7 concepts to launch into Machine Learning

dekoupled
7 min readFeb 11, 2019

After completing How Google Does Machine Learning course (summary in an earlier post), I began Launching into Machine Learning course by Google Cloud on Coursera. I was hoping to beat the course deadline, but I miscalculated the depth and complexity of the material. In addition to refreshing some calculus, I had to search a few blogs and refer to the book Hands-On Machine Learning with Scikit-Learn and TensorFlow by Aurélien Géronto gain a solid grounding on the concepts.

In this post, I’ll document seven key concepts covered by the course to launch into Machine Learning.

1. Machine Learning (ML) terminologies demystified

While it is exciting to see how mathematical concepts are applied to a data problem some terminologies are referred under new names influenced by the ML discipline. For example, the independent variable in an equation is referred to as a feature in ML. Once I got through the ML-speak it became easier to follow the course.

Below are some basic ML terminologies with description. ML purists out there are welcome to correct me :)

  • Algorithm — a set of rules to solve a problem. The algorithm is independent of the dataset. For e.g. a simple regression y = a + x * b (understand this is an equation, but you get the idea)
  • Model — the output of the machine learning process. It is specific to a dataset. E.g. Tip amount = 1 + 0.12 * Bill amount. Many use algorithm and model interchangeably

Feature — an input parameter or independent variable. In ML, this is information we already have access to e.g. Bill Amount in the above equation

  • Feature weight — the coefficient of a variable. In ML feature weight is determined through the training process e.g. 0.12 in the above equation
  • Bias term — a constant in the equation e.g. 1 in the above equation
  • Hyperparameter — this requires some explanation so it is captured below separately

Labeled data — Label is essentially what the ML model predicts. Labeled data are dataset containing answers (i.e. values to be predicted) e.g. past one-year data on Bill amount with corresponding Tip amount

  • Loss function — also known as a cost function, is the error metric used to measure the model performance. e.g. root mean squared error (RMSE) for linear regression
  • Training — the process of applying an algorithm on an existing dataset to come up with a model. E.g. training process outputs the equation Tip amount = 1 + 0.12 * Bill amount by modeling the existing dataset using regression
  • Generalization — the property of an ML model to fairly represent the current dataset so it can predict the labels on unseen data with minimal error. In other words, the model is a good proxy for real-world data which it hasn’t seen before

2. Machine Learning types

Supervised and Unsupervised are the two main Machine Learning types. There is a ton literature on the web about these two types, but I was looking for a side-by-side comparison that captures the key differences between them so I created one below.

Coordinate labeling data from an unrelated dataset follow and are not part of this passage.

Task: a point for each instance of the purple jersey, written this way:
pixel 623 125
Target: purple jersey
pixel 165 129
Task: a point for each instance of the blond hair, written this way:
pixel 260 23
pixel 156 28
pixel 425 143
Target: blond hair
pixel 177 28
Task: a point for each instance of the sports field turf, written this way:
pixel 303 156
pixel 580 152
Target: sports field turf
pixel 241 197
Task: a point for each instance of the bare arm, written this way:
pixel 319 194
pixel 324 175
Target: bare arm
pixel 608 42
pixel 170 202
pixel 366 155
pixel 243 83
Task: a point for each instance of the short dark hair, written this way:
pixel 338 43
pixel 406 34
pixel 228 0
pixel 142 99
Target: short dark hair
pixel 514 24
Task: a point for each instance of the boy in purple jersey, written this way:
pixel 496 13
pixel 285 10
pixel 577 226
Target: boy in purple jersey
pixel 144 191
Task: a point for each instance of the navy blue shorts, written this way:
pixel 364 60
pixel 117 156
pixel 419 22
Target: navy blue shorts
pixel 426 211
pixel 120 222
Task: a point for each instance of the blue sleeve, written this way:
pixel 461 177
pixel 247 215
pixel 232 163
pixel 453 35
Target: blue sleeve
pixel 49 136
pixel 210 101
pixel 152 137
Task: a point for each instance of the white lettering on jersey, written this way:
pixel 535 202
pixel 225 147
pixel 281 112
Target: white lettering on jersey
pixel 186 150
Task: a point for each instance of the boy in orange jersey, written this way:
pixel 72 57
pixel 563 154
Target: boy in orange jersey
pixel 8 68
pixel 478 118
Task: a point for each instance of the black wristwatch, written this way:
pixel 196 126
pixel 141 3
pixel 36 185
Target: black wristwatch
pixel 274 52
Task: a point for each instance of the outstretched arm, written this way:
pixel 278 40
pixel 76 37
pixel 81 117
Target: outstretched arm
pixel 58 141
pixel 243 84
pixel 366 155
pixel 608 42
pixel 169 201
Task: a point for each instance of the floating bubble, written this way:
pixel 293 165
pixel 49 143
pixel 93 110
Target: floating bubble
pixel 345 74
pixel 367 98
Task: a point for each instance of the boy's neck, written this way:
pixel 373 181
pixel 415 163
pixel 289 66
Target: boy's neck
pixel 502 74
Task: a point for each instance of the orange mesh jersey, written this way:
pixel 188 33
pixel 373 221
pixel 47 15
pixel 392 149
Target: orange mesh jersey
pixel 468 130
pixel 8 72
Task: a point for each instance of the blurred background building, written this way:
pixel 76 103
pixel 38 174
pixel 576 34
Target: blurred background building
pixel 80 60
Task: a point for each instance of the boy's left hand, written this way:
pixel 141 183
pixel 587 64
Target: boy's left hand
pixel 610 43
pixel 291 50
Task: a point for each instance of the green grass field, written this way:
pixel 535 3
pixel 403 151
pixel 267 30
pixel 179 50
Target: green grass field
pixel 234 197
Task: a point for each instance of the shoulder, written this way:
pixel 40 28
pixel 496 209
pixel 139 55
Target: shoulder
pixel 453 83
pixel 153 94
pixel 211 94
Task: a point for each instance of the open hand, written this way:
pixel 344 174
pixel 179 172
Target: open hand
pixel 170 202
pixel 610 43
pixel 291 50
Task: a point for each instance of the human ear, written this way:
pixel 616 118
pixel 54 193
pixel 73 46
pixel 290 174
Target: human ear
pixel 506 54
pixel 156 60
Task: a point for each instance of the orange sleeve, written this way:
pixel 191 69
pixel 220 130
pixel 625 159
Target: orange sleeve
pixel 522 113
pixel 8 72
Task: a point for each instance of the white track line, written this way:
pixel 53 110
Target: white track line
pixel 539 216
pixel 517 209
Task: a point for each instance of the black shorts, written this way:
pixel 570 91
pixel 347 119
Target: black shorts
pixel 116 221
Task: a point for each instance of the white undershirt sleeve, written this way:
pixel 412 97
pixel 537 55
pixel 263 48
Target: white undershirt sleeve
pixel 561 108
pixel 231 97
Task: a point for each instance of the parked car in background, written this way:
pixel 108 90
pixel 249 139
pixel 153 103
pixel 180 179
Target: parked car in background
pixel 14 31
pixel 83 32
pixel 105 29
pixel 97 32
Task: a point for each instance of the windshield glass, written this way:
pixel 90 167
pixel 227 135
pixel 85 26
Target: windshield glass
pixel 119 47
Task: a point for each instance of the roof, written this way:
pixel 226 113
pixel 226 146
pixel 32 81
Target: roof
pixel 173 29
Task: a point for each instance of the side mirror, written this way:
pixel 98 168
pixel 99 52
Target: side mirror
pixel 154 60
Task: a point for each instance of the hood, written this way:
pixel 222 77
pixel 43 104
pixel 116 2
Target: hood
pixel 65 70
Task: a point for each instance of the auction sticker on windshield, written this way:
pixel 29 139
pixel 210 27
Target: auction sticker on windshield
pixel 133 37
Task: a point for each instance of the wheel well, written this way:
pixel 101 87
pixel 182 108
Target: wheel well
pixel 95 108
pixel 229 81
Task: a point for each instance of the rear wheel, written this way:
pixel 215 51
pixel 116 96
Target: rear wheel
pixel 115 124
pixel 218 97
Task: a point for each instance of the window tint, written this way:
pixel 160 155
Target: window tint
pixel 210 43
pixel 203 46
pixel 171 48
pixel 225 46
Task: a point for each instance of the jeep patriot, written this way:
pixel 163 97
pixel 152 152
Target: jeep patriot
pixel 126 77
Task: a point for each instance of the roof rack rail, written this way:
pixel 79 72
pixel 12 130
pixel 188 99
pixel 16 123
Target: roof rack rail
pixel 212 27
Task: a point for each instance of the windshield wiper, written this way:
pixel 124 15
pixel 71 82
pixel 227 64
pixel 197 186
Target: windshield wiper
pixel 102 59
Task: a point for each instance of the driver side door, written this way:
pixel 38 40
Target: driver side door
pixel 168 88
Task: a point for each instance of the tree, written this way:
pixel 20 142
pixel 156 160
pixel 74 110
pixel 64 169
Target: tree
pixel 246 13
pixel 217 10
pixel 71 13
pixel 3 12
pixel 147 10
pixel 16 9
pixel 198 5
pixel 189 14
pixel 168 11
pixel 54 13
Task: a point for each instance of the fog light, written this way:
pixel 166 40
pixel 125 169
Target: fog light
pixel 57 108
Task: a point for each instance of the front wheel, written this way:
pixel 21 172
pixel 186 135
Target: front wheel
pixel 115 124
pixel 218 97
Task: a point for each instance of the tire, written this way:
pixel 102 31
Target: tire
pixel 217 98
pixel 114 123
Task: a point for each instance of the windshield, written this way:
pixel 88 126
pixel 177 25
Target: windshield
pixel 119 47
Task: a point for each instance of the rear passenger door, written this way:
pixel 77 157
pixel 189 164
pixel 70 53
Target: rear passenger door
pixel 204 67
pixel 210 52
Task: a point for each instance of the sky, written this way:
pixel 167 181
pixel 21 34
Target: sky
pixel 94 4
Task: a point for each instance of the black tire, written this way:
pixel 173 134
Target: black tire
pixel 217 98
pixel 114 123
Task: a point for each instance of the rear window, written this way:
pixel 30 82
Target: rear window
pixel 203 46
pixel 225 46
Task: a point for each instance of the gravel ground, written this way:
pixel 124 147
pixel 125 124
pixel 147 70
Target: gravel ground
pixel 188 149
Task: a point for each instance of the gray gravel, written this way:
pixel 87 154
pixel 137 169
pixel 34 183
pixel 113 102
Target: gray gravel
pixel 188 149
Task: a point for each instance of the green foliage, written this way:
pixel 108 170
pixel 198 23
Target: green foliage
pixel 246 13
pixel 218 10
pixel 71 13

There are two more types, Semi-supervised and Reinforcement. Semi-supervised Machine Learning is a hybrid of Supervised and Unsupervised, that mainly feeds off of few labeled dataset using supervised and transitions to unsupervised on a large unlabeled dataset. A great example is tagging of photos with names e.g. iOS Camera app and Google Photos.

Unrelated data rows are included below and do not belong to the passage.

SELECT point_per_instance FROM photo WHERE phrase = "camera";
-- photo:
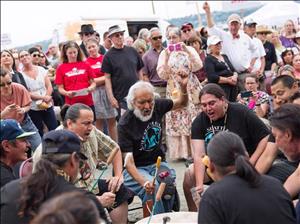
(174, 47)
(246, 94)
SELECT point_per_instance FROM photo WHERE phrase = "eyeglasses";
(5, 84)
(35, 55)
(117, 35)
(157, 38)
(187, 30)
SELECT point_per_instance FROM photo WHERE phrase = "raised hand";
(206, 7)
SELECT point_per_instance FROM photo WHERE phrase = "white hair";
(144, 33)
(131, 93)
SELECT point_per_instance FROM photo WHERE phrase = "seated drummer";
(140, 134)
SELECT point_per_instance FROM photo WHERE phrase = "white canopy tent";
(276, 13)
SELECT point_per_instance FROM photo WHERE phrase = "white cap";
(213, 40)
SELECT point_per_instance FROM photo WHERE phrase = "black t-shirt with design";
(123, 66)
(143, 139)
(239, 120)
(233, 200)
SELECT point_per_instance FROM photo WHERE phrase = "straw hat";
(262, 29)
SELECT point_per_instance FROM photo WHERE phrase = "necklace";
(224, 126)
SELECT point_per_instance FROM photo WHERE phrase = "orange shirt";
(20, 96)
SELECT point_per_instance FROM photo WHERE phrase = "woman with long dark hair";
(240, 194)
(54, 174)
(40, 89)
(8, 62)
(74, 77)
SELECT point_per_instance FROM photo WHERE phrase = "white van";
(131, 25)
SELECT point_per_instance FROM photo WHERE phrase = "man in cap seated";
(13, 148)
(55, 174)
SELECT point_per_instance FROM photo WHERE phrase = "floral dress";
(178, 122)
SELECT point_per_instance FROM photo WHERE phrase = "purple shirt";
(150, 59)
(287, 42)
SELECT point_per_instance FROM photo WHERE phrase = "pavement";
(179, 166)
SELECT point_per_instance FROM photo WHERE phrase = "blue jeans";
(43, 116)
(148, 173)
(28, 126)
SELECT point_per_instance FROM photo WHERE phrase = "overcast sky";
(30, 21)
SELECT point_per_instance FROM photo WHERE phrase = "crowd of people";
(227, 103)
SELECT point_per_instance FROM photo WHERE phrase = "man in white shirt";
(260, 62)
(238, 46)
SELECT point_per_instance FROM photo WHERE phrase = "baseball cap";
(212, 40)
(249, 22)
(234, 18)
(61, 141)
(187, 26)
(10, 130)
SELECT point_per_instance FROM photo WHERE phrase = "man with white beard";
(140, 134)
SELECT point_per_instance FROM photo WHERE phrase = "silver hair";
(175, 30)
(131, 93)
(143, 33)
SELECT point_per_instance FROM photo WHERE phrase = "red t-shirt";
(96, 64)
(75, 76)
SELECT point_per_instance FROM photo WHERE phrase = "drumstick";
(206, 162)
(123, 169)
(159, 193)
(112, 156)
(157, 167)
(109, 160)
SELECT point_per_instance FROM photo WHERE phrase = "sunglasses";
(117, 35)
(24, 55)
(5, 84)
(35, 55)
(187, 30)
(88, 34)
(157, 38)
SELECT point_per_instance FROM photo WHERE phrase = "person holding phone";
(254, 99)
(177, 59)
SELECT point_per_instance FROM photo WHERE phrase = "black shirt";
(7, 174)
(270, 55)
(233, 201)
(10, 195)
(215, 69)
(143, 139)
(240, 120)
(123, 66)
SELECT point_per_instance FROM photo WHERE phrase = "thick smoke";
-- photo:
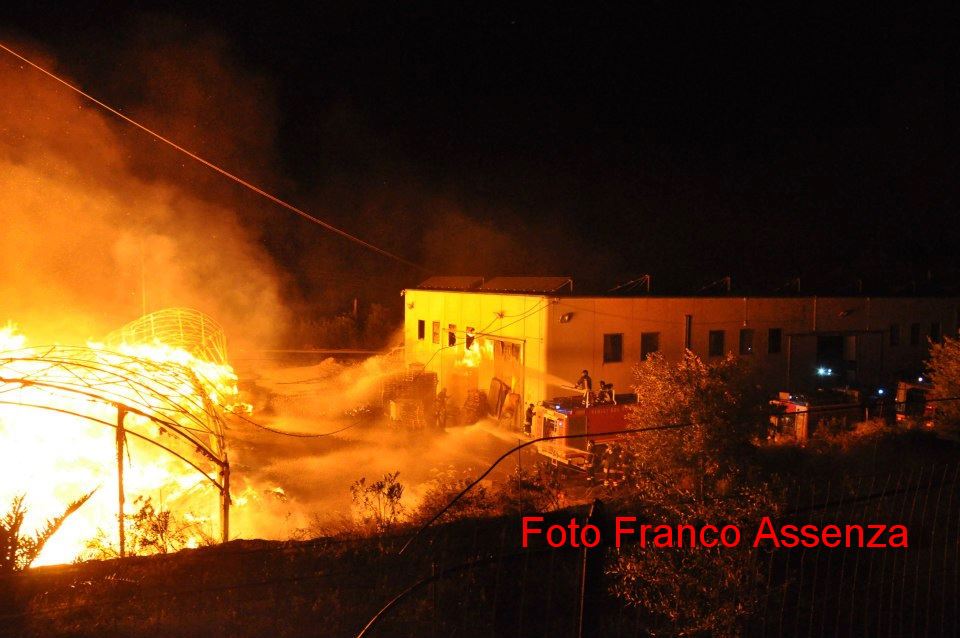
(91, 235)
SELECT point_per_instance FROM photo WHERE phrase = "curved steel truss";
(184, 328)
(80, 381)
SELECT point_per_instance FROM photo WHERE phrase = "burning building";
(529, 338)
(139, 416)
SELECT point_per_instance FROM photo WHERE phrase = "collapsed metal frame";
(170, 395)
(185, 328)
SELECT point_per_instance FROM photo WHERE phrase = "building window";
(613, 348)
(894, 334)
(774, 341)
(935, 331)
(716, 343)
(649, 343)
(746, 341)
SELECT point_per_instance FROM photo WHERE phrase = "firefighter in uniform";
(586, 384)
(441, 409)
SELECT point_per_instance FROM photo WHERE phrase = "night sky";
(604, 145)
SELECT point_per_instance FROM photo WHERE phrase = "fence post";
(591, 579)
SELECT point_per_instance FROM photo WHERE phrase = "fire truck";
(567, 415)
(800, 416)
(912, 405)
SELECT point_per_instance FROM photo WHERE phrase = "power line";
(239, 180)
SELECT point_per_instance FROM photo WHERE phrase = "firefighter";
(585, 383)
(610, 394)
(595, 459)
(441, 409)
(601, 395)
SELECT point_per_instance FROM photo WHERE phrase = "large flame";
(56, 445)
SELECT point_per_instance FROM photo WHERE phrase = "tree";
(943, 371)
(378, 503)
(18, 550)
(721, 406)
(149, 531)
(696, 474)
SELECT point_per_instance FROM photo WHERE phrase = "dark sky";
(670, 140)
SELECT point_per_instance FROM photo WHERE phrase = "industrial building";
(532, 336)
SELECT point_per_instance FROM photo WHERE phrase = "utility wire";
(239, 180)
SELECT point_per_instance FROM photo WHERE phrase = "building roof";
(451, 282)
(528, 284)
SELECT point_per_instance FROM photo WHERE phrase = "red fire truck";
(567, 415)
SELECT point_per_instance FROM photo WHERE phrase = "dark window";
(716, 343)
(649, 343)
(746, 341)
(613, 347)
(774, 340)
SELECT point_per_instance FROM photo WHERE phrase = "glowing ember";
(59, 411)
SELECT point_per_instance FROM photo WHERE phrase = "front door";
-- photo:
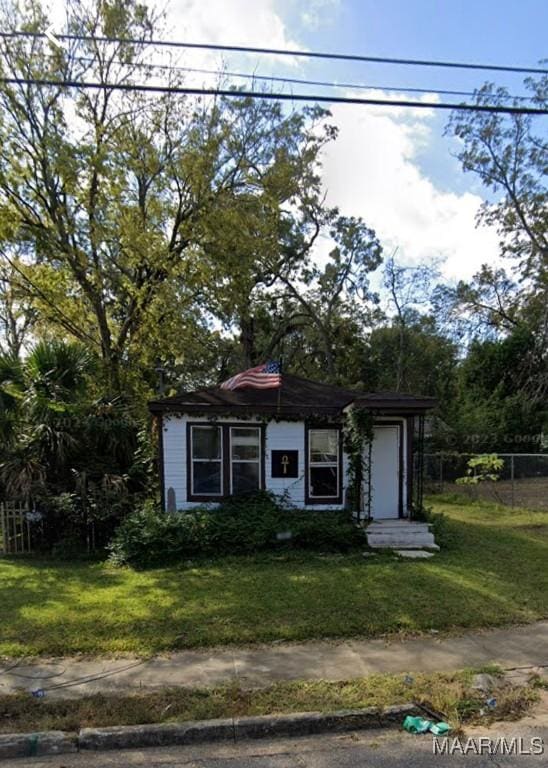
(385, 472)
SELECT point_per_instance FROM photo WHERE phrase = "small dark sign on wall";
(285, 463)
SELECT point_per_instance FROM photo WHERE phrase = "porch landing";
(400, 534)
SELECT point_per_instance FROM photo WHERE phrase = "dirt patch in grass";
(451, 695)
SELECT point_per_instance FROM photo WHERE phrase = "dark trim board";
(225, 437)
(161, 471)
(410, 427)
(315, 500)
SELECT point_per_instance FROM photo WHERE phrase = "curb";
(37, 744)
(194, 732)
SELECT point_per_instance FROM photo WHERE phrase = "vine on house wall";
(358, 439)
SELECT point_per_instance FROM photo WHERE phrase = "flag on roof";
(264, 376)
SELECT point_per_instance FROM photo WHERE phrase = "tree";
(512, 162)
(408, 287)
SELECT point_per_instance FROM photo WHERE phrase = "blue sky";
(394, 168)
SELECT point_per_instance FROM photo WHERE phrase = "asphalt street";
(389, 749)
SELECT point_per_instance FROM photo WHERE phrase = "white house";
(217, 442)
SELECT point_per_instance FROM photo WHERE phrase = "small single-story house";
(290, 440)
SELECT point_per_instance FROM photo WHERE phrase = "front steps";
(400, 534)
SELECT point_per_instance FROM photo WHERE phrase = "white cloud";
(372, 171)
(319, 13)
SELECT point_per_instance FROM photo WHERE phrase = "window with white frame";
(245, 459)
(323, 463)
(207, 460)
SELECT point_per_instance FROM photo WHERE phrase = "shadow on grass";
(489, 576)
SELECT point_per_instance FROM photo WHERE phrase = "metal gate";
(14, 528)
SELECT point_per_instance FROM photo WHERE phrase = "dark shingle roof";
(296, 397)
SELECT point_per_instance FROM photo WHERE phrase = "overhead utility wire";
(300, 81)
(265, 95)
(285, 52)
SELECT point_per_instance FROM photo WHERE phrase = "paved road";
(352, 750)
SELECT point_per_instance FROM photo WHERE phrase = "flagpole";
(280, 387)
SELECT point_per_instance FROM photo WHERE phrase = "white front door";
(385, 472)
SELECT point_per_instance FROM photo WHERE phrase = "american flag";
(265, 376)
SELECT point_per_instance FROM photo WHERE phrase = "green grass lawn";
(452, 695)
(492, 571)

The fourth is Reinforcement learning that learns by itself based on the reward or penalty from previous actions. Robots learn how to walk using this algorithm.

3. Optimizing the ML model

The goal of ML is to create a model for a given dataset to predict the label (dependent variable) accurately. The accuracy of prediction increases when the prediction error is minimized. If ML uses a linear regression with few variables there are analytical tools to determine the best feature weights that minimize the error, which is RMSE in this case.

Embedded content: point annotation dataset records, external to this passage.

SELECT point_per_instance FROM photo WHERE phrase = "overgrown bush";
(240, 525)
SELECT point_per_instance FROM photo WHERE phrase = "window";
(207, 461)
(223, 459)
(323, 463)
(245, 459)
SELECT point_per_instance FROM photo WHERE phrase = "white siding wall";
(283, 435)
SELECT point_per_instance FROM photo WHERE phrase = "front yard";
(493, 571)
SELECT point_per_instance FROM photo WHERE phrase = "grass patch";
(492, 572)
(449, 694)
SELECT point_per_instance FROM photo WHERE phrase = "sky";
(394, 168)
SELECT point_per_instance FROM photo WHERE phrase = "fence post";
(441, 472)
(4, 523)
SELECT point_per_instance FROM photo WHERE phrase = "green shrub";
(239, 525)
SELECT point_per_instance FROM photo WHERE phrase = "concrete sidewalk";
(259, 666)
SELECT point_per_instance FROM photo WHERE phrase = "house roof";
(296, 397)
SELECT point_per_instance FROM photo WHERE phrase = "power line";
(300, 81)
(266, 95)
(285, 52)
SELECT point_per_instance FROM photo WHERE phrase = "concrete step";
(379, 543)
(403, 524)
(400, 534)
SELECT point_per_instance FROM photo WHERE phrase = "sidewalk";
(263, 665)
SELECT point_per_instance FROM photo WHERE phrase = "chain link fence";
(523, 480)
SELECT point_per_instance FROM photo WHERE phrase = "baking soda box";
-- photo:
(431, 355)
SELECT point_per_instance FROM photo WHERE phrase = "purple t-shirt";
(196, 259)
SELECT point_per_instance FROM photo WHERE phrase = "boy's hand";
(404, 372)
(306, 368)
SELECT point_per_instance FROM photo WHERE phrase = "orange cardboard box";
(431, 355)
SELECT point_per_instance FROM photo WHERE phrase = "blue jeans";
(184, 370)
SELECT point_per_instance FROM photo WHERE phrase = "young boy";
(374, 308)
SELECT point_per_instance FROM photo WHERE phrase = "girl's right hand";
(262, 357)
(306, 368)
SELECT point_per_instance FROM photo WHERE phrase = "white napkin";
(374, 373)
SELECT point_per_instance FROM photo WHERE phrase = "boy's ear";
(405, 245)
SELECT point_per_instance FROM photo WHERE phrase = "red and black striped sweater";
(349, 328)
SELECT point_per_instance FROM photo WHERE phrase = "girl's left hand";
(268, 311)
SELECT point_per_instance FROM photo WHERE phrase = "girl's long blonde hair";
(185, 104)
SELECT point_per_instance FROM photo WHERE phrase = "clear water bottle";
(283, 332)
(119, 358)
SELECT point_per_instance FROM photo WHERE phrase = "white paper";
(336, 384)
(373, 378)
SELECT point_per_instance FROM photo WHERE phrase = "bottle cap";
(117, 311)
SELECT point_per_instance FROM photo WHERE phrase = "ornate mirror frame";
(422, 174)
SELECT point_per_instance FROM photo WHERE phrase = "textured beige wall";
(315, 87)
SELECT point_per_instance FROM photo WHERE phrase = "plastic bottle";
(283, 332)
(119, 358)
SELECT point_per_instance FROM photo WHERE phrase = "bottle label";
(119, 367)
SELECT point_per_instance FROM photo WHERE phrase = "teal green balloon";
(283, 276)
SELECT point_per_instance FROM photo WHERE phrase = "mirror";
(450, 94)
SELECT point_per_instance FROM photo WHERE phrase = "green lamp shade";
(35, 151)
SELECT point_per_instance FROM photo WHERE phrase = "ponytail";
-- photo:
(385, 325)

What if you have with hundreds or thousands of features and a large dataset? Analytical computation becomes impractical. Gradient Descent comes to rescue!

Gradient Descent (GD) is an optimization algorithm that iteratively tweaks the weights to minimize the error. GD scales and runs faster and is widely used to optimize the ML model.

Gradient Descent iterates by first identifying the direction to change the weight (referred as slope/gradient or derivative in calculus), second changing the weight in steps (aka learning rate), and third checking for the error and looping through until a minimum is reached. This is the process of walking down the loss curve (for the single parameter) or loss surface (multiple parameters) on all the points in parameter space. Check this blog post at Machine Learning Mastery for further explanation.

There are mainly three flavors of Gradient Descent — Batch, Mini-batch, and Stochastic. Mini-batch is the popular one, which runs on a subset of the data by extracting samples that on average balance each other out. The size of this subset is referred to as a batch size.

4. Parameter vs. Hyperparameter

You will hear Data Scientists talk a lot about hyperparameter tuning. To understand what a hyperparameter is, it is first important to highlight a key point about the previous concept of optimization.

Most ML models require an optimization algorithm to perfect the model and Gradient Descent is a good example. But note this optimization algorithm itself is not part of the final ML model.

Let me try a simple analogy — assume you are a student, learning to drive with an instructor who is guiding so you get trained quickly and effectively. When you learn to drive well (with minimal error) and pass the driver’s test (model validation) you don’t need the instructor anymore.

Now the attribute of the student (i.e. model) learning to drive is the parameter or model parameter and the attribute of the instructor (i.e. optimization algorithm) is the hyperparameter. For Gradient Descent, learning rate (aka step size) and batch size are hyperparameters.

Below is a simple side-by-side comparison and explanation of parameter and hyperparameter.

5. Machine Learning workflow

ML workflow puts together all the above concepts to arrive at a generalized model for prediction. Model selection is the first step (after gathering and cleansing data) which is driven by the use case and data distribution.

Then train the model with a set of hyperparameters and validate the results. Based on the results tune the hyperparameters (i.e. adjust the batch size and learning rate or nodes and layers for neural nets) and repeat the process until model shows signs of overfitting.

Hyperparameters play a key role in regulating the ML workflow by generalizing the model for a given data set.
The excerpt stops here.